Un giorno aveva perfino avuto la brillante idea di svegliarla per chiederle se le andava di accompagnarlo, inutile dire che l'aveva infamato nei peggiori modi possibili.
Allora, prima di darsela a gambe, il capitano della Karasuno aveva ripiegato su Bokuto, dicendo a sua sorella minore che sarebbe stato felice di farsi uno o due chilometri in sua compagnia: quando Y/N l'aveva riferito al gufo, nonché suo ragazzo, quello si era casualmente dato per malato.

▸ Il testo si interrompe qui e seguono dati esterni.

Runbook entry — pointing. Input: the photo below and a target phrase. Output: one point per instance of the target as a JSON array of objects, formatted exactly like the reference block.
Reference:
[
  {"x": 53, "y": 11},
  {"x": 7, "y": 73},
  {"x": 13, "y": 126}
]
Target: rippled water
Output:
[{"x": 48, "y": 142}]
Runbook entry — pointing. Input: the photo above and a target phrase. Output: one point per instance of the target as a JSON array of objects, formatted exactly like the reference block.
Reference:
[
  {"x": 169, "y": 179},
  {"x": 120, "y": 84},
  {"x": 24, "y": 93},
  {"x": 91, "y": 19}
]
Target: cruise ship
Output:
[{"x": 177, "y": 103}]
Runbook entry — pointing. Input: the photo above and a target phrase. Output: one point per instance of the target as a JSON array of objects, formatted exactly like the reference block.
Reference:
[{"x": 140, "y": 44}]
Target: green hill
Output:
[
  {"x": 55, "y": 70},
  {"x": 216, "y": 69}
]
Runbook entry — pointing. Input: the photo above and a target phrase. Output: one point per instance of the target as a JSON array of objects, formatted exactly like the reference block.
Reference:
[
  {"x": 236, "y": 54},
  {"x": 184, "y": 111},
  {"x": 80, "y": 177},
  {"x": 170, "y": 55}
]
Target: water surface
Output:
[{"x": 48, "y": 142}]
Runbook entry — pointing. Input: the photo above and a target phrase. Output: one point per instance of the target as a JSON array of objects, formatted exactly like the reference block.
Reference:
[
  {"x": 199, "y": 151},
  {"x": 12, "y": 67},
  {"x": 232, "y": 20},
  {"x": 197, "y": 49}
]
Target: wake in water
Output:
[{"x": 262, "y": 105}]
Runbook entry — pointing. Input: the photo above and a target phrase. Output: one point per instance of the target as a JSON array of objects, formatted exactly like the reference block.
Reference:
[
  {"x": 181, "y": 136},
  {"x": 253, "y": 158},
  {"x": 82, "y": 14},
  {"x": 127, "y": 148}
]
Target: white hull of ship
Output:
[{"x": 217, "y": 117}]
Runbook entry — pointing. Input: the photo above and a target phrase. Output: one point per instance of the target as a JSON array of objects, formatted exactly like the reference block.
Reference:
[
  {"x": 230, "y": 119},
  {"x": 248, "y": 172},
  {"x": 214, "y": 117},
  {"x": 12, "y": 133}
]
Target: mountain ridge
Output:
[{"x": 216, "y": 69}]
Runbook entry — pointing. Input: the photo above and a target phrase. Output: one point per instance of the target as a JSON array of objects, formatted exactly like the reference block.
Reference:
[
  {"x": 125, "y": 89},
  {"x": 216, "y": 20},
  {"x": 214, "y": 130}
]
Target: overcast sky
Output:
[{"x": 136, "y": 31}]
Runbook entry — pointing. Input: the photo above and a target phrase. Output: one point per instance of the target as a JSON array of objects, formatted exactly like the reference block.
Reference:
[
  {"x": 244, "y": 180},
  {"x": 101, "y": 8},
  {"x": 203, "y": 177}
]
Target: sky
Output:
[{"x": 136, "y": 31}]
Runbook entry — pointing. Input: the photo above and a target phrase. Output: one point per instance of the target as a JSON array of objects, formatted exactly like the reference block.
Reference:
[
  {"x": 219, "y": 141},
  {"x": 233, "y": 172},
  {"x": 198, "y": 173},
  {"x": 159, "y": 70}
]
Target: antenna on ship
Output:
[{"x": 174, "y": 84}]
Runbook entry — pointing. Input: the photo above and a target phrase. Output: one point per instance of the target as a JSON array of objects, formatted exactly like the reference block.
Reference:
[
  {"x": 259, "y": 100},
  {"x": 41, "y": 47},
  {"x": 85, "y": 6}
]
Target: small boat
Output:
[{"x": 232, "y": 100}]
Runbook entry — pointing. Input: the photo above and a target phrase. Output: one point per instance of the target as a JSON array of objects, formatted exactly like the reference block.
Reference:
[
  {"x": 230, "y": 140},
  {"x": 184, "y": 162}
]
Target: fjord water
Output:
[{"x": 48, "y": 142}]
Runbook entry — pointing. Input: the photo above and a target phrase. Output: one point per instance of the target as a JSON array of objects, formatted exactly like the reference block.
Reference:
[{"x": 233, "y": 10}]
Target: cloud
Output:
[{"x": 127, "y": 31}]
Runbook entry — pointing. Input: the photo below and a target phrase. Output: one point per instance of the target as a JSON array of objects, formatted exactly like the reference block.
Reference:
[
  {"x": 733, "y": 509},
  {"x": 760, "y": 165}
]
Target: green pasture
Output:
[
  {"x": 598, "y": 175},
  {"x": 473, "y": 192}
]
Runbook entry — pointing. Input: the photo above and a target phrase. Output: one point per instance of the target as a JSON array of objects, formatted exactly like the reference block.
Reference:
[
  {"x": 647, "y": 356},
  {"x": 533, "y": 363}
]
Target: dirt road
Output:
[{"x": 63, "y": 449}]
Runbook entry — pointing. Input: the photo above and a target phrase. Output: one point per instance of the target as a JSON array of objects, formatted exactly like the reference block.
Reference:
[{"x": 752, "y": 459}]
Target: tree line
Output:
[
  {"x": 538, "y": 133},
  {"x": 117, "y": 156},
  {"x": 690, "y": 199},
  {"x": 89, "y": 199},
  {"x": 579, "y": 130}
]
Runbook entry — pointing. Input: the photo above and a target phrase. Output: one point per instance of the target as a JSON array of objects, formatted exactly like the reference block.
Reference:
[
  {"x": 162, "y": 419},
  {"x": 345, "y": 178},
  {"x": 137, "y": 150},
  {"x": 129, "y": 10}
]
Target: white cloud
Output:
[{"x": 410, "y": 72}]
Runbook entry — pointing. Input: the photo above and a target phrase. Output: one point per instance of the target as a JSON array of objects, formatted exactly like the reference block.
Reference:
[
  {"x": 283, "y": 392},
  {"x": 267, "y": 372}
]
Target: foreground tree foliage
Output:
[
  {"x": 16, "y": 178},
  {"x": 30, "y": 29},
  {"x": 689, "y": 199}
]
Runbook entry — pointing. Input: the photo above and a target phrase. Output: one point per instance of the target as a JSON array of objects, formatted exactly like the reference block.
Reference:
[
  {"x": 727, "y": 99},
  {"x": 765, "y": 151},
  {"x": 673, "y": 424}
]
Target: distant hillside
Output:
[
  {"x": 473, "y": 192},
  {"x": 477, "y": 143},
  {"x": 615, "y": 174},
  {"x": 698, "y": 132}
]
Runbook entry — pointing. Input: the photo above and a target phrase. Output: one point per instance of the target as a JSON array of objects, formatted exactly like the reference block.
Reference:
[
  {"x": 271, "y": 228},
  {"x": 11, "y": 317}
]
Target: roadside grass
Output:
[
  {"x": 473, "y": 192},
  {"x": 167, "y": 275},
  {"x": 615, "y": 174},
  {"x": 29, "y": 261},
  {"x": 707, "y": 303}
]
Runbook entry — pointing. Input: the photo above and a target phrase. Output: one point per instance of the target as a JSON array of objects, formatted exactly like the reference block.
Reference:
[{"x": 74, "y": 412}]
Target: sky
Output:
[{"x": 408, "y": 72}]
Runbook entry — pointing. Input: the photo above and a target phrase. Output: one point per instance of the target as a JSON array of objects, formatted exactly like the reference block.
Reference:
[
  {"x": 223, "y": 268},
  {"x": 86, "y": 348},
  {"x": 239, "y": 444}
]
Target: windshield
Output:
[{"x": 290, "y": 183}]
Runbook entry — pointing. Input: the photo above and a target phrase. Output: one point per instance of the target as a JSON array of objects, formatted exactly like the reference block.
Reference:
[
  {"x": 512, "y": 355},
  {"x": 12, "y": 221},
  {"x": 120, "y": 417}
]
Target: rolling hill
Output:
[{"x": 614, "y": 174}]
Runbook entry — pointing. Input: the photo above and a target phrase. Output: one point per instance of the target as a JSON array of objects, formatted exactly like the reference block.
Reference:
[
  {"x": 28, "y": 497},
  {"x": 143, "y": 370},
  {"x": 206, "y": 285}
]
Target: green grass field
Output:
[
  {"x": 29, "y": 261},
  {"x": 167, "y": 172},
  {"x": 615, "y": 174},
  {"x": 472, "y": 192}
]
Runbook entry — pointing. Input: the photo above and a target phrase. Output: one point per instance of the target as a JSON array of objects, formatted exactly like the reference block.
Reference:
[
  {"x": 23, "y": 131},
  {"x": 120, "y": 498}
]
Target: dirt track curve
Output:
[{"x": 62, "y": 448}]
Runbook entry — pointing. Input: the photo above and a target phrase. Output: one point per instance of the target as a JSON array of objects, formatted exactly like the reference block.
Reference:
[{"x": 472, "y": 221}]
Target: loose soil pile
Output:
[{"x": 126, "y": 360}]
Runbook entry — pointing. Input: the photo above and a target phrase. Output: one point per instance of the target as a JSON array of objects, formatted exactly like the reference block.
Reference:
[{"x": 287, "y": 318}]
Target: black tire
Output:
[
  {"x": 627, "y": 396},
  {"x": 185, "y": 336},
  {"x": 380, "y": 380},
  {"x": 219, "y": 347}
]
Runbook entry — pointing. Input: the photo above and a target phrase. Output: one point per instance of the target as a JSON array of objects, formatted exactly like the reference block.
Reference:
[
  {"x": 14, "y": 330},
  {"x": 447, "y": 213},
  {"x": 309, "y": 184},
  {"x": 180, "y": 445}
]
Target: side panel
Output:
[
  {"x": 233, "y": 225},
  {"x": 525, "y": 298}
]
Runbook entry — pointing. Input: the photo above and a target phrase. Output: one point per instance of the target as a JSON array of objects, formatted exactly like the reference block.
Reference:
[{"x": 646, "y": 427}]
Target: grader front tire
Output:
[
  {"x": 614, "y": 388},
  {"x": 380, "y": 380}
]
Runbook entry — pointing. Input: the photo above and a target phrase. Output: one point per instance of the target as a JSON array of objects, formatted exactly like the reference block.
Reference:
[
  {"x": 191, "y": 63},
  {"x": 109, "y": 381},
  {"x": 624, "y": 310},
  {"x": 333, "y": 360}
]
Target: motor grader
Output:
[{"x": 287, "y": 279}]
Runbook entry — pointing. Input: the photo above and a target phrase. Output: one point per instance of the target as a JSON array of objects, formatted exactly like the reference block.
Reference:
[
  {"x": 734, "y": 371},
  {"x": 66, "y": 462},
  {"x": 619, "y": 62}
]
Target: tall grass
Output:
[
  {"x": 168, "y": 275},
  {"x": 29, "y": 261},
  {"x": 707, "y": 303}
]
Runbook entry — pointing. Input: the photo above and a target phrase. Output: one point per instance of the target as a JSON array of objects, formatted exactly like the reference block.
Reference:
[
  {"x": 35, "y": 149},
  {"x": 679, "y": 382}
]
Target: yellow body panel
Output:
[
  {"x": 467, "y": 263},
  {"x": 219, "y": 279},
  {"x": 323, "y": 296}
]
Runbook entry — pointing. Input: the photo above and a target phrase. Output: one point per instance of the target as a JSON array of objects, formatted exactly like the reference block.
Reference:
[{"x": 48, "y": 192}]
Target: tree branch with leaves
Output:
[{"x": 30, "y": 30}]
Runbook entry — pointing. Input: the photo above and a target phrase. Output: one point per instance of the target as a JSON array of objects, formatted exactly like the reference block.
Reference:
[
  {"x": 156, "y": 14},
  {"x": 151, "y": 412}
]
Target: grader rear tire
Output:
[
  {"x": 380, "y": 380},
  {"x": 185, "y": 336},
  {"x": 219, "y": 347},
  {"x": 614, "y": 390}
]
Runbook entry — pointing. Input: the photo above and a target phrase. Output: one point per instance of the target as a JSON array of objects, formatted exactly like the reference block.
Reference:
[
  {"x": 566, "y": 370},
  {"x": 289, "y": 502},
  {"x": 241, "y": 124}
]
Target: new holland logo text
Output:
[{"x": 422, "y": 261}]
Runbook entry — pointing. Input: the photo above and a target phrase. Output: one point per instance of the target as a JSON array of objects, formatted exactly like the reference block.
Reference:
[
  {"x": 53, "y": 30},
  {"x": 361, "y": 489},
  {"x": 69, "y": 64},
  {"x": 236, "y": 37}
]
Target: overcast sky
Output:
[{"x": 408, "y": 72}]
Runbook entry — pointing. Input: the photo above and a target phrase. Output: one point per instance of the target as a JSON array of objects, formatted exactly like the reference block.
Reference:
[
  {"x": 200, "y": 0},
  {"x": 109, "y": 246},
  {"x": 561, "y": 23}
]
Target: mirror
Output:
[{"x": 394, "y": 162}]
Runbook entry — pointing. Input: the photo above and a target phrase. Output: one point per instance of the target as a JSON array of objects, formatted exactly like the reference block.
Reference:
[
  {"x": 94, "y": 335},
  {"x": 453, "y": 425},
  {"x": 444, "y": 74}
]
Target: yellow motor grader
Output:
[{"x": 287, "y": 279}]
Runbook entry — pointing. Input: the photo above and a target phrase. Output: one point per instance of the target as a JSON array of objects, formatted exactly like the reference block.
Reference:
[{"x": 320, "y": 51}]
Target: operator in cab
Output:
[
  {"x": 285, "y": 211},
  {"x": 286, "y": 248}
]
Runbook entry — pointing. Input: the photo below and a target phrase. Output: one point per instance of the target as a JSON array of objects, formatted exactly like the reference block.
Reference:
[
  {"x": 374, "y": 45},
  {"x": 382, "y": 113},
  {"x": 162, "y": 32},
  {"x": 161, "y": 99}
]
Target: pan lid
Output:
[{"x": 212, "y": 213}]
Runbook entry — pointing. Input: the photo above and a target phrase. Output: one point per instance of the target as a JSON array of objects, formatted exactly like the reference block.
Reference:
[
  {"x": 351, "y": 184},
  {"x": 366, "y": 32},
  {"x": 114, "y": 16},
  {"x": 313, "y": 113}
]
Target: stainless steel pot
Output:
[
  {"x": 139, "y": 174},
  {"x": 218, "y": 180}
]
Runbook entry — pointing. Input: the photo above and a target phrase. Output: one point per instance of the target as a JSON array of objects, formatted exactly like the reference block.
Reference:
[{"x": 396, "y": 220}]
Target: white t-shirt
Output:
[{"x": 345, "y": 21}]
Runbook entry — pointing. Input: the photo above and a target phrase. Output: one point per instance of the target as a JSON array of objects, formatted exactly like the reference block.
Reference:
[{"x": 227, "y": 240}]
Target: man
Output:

Parlando proprio di Bokuto, quell'instancabile gufo aveva preso la faccenda dell'ultimo dell'anno talmente sul serio che non si era più fatto vedere, né le aveva voluto dire che cosa avesse in mente.
Y/N odiava ammetterlo, ma le mancava averlo intorno.
Era arrivata al punto di essere lei a chiamarlo per prima ogni sera, cosa assolutamente insolita per il suo orgoglio, e aveva provato a contattare Kaori per sapere qualcosa di più sui suoi piani per il trentuno dicembre, ma quella sembrava essere all'oscuro di tutto.
Conoscendola, stava solamente facendo il gioco del suddetto gufo.
Aveva tentato di fingersi offesa, arrabbiata, triste e piagnucolona, ma Bokuto era irremovibile: aveva chiesto una sorpresa e una sorpresa doveva essere fino all'ultimo.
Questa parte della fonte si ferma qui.